Regardless of what factors impact the referential value of data for you, the business at large fully expects that every data asset is understood, can be located, has a purpose and intent, and is bound to an authoritative role. Makes sense, especially with the onslaught of digital responsibility regulations hitting the market – EU’s GDPR, California Consumer Protection Act, SA’s Protection of Personal Information, and more. In fact, 41 countries have their own variations of laws governing the protection of private and sensitive information with their own unique fines and enforcements.
Figure 2: Closing the Data Governance Gap
Closing the data governance gap is not hard, in fact, the most challenging aspect is striking the right balance between automation and interactive oversight and control. Consider the following recommendations:
- Gain Visibility of the Data: as data is acquired, use dynamic data modeling automation to uncover the structure of the data, the file metadata, and any custom metadata. This is the first step to data awareness – not just of the data and where it came from, but also where it originates from and who its custodian is. Use the automation to ensure data quality at the point where data is generated, on an intermediary staging area, or once it arrives at the central data hub. Of course, data quality is subjective, but in this case, your Chief Data Officer (he/she responsible for the organizations data strategy and assets) would define the basic data elements that any file or object must contain. For example, all files must contain date/time stamps in a specific format, must be tagged when it contains sensitive data, stored in a specific format, etc.
- Understand the Data: Once centralized, further refinements on the data can be taken to increase its referential value to the business. The key to success is centralization, either of the data assets themselves (the ideal situation) or a collective index that represents the critical details of the data elements where they are currently residing. Centralization affords the greatest degree of data awareness and valuation, making refinements, enrichments, blending, aggregation, cleansing, etc. easier to manage, but it is not necessary with an efficient copy-data-management process (more on that at another time). The goal here is to deliver the most insightful data possible to the business in support of the tasks underway.
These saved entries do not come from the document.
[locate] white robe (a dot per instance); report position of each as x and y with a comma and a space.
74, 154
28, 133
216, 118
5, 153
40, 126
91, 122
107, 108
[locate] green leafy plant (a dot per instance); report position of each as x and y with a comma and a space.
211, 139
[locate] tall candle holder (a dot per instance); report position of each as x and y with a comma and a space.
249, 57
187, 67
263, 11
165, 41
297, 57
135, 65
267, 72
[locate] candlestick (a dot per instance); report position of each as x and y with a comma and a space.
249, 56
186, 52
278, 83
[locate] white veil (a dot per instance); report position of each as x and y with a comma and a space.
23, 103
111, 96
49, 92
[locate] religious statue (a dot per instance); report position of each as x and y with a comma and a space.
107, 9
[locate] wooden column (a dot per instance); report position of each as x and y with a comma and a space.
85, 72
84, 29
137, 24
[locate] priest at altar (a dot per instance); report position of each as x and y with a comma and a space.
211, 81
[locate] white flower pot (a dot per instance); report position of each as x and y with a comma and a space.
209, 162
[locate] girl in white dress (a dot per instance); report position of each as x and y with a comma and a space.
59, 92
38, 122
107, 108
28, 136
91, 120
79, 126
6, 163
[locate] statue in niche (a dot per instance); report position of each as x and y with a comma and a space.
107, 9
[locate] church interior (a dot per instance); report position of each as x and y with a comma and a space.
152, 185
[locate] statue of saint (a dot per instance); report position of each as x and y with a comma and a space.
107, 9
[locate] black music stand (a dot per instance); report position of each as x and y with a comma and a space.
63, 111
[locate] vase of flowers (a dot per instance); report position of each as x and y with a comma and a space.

Some degrees of automation can be applied to this process, but the value that data provides will always fluctuate for any number of reasons beyond the common data demographics. Understanding the data allows the business to apply the appropriate degrees of governance and control over it.
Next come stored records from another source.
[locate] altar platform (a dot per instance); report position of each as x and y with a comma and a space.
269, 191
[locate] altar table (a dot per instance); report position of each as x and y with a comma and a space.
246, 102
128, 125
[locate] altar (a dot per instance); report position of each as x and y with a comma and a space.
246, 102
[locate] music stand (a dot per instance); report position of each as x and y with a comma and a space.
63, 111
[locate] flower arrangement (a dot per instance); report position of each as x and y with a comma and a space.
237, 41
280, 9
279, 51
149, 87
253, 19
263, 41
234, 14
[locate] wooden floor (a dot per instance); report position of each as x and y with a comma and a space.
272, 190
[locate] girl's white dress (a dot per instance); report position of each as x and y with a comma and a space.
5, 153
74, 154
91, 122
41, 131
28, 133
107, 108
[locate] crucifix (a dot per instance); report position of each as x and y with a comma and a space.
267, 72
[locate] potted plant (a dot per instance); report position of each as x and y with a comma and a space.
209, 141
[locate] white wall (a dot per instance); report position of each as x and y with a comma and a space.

- Get Control of the Data: At this point, success is largely dependent upon data centralization. By placing data on a centralized data hub, organizations can use the value of the data and/or the risk the data imposes on the organization as the guiding principles for how it should be managed and governed, how long it should be maintained, the degree to which it can be mobilized, the extent to where it can reside, when it should be disposed of, and much more. Here is where the automation/interactive balance is imperative. The policies can be applied automatically with the right technology foundation, but the policies do require a commitment on behalf of the staff to conduct regular reviews to ensure you remain compliant with any specific regulation you’re operating under.